Nach alledem ist der bei der Beschlussfassung am 14. März 2005 begangene Verfahrensfehler mit Ablauf des 7. April 2006 und damit seit dem 8. April 2006 unbeachtlich geworden.

45

Die Satzung vom 14. März 2005 ist nämlich im Amtsblatt des Landkreises Göttingen vom 7. April 2005 ordnungsgemäß bekannt gemacht worden (insbesondere ist sie inhaltlich korrekt veröffentlicht worden; Angaben zum Abstimmungsergebnis bei der Beschlussfassung sind hierfür nicht erforderlich). Mit ihren entsprechenden Einwendungen sind die Kläger ausgeschlossen, da ihre Wahleinsprüche vom 30. September 2006 und auch das Rügeschreiben der Klägerin zu 2. vom 30. September 2006 erst am 5. Oktober 2006 bei dem Gemeindewahlleiter bzw. dem Bürgermeister eingegangen sind.
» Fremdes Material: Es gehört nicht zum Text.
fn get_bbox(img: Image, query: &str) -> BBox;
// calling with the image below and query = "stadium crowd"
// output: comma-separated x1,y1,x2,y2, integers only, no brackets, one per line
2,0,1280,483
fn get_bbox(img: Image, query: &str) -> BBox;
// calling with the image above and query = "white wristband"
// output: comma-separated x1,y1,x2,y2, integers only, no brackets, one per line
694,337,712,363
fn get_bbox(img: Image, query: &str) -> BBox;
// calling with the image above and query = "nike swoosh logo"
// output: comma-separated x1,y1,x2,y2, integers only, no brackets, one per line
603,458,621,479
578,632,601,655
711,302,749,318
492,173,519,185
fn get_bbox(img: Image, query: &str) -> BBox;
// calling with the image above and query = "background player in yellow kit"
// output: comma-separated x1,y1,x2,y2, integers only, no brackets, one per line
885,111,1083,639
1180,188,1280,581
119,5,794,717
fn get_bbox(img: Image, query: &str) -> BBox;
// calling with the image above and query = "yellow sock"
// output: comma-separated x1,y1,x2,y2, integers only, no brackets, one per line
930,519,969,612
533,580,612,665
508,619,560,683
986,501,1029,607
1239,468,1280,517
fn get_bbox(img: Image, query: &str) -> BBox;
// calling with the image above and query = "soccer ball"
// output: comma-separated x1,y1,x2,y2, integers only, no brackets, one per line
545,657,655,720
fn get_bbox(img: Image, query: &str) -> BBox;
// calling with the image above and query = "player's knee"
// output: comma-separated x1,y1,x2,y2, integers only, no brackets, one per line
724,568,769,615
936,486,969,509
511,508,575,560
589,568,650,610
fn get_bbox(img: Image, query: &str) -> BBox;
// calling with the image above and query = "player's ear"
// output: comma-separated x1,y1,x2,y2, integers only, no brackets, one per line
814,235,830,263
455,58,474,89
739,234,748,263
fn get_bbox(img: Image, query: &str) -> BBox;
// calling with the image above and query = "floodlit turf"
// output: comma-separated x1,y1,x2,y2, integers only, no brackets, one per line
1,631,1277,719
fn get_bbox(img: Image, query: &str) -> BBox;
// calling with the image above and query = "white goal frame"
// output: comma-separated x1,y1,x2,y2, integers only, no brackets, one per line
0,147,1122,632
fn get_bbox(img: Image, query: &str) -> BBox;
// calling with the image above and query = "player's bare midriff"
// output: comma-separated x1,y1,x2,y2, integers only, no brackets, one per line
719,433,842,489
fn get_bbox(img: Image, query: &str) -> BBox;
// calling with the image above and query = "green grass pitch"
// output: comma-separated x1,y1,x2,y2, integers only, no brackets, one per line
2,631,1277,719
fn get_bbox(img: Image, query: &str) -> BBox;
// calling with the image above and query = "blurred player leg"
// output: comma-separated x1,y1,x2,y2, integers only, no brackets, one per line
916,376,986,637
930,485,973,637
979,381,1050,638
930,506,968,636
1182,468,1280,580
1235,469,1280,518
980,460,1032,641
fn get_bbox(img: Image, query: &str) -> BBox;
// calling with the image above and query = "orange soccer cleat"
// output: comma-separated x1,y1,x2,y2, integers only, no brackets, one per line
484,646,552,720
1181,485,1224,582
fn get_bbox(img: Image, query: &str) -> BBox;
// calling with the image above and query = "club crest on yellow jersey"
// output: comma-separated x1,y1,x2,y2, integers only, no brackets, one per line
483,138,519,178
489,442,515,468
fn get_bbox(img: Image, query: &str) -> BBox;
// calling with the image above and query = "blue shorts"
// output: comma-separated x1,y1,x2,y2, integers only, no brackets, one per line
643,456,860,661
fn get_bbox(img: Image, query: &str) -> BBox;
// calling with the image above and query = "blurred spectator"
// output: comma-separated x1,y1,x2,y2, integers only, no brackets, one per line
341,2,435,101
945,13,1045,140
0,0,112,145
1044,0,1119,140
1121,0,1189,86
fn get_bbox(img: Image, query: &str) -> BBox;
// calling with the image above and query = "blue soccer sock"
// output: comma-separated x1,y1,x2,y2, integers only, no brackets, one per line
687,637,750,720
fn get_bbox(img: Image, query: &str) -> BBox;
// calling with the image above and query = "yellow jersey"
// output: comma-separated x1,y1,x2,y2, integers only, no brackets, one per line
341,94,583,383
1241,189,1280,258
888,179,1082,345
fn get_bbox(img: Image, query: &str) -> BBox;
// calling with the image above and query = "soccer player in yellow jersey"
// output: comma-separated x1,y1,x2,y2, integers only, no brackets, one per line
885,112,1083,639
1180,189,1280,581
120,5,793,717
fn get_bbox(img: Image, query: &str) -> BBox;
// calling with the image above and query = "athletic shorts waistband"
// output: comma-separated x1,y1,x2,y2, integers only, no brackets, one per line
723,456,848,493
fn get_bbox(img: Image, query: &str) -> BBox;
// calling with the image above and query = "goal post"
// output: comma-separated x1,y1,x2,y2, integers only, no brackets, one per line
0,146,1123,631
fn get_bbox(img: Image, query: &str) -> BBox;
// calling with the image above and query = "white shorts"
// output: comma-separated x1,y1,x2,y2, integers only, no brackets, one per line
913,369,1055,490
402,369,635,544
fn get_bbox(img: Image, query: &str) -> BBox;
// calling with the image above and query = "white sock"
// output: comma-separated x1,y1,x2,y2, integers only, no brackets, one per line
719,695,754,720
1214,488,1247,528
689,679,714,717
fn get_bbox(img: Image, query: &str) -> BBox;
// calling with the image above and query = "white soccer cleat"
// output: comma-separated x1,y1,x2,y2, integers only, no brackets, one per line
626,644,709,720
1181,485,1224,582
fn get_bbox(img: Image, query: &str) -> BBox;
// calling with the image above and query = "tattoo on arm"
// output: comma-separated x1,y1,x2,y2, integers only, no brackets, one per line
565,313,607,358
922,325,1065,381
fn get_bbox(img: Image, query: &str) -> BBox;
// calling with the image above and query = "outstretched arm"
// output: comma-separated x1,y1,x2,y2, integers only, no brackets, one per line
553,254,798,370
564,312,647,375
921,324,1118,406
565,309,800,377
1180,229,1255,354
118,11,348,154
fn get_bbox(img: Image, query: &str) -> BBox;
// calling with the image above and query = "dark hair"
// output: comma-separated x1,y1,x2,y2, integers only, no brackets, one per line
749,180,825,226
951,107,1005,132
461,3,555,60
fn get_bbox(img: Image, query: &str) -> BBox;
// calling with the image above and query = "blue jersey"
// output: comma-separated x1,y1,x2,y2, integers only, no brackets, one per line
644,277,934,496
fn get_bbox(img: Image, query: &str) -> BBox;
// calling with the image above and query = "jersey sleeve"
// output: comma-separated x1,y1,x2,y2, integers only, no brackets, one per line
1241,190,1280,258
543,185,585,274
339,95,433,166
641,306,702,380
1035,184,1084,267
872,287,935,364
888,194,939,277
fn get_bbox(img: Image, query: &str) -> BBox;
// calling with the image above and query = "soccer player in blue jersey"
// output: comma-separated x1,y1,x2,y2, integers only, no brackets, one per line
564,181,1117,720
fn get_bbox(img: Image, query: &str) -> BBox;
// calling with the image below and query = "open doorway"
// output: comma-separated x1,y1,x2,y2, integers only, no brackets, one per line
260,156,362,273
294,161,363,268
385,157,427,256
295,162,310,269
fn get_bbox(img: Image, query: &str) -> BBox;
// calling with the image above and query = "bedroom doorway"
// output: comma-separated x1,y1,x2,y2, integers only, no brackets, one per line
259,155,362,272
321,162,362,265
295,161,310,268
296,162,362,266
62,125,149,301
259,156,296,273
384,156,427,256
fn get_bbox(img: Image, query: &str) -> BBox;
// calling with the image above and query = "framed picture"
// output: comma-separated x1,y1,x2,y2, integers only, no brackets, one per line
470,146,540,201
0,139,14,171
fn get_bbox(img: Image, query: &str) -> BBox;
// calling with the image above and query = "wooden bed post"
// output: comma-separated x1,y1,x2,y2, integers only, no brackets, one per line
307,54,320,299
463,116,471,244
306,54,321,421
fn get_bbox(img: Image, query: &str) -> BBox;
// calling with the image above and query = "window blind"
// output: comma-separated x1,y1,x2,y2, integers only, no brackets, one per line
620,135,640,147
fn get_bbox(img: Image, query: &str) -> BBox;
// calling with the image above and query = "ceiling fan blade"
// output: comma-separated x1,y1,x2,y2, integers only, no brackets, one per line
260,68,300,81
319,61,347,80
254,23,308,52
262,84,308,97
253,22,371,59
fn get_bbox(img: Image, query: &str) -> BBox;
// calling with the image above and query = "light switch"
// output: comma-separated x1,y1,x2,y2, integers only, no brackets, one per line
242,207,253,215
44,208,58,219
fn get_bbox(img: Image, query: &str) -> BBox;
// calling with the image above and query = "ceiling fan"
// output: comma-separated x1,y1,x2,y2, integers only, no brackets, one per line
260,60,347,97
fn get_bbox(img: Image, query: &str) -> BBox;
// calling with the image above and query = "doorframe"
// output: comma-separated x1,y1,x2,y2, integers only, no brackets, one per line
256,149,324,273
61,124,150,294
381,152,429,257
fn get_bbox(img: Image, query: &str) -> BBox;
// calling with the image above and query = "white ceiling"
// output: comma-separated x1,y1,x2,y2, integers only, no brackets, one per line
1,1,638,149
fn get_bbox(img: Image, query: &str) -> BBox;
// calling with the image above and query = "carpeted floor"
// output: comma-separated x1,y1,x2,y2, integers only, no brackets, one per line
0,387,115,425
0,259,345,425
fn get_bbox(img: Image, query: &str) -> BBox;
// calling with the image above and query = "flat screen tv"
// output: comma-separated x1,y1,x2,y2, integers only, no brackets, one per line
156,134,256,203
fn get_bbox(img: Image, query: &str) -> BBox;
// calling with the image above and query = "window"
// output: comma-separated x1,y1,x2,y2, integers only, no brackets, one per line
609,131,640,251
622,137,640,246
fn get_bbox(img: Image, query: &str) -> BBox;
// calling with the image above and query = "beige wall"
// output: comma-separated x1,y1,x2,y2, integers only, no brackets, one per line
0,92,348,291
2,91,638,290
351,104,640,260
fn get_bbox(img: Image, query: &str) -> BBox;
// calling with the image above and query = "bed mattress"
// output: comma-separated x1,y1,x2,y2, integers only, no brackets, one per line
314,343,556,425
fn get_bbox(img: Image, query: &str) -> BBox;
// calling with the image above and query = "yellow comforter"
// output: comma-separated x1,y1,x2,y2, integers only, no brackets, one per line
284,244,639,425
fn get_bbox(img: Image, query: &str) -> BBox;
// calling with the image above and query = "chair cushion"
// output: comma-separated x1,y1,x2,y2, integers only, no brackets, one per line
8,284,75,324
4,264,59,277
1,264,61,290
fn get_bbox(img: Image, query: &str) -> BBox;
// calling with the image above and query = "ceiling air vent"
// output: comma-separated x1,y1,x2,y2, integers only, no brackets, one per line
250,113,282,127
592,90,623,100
Dies war mehrere Monate nach Ablauf der Jahresfrist des § 6 Abs. 4 NGO.

46

Die Kostenentscheidung beruht auf den §§ 154 Abs. 1, 159 Satz 1 VwGO i.V.m. § 100 Abs. 2 ZPO.

47

Die Entscheidung über die vorläufige Vollstreckbarkeit ergibt sich aus § 167 VwGO i.V.m. den §§ 708 Nr. 11, 711 ZPO.

48

Gründe, die Berufung nach den §§ 124 a Abs. 1 S. 1, 124 Abs. 2 Nr. 3 oder 4 VwGO zuzulassen, sind nicht gegeben.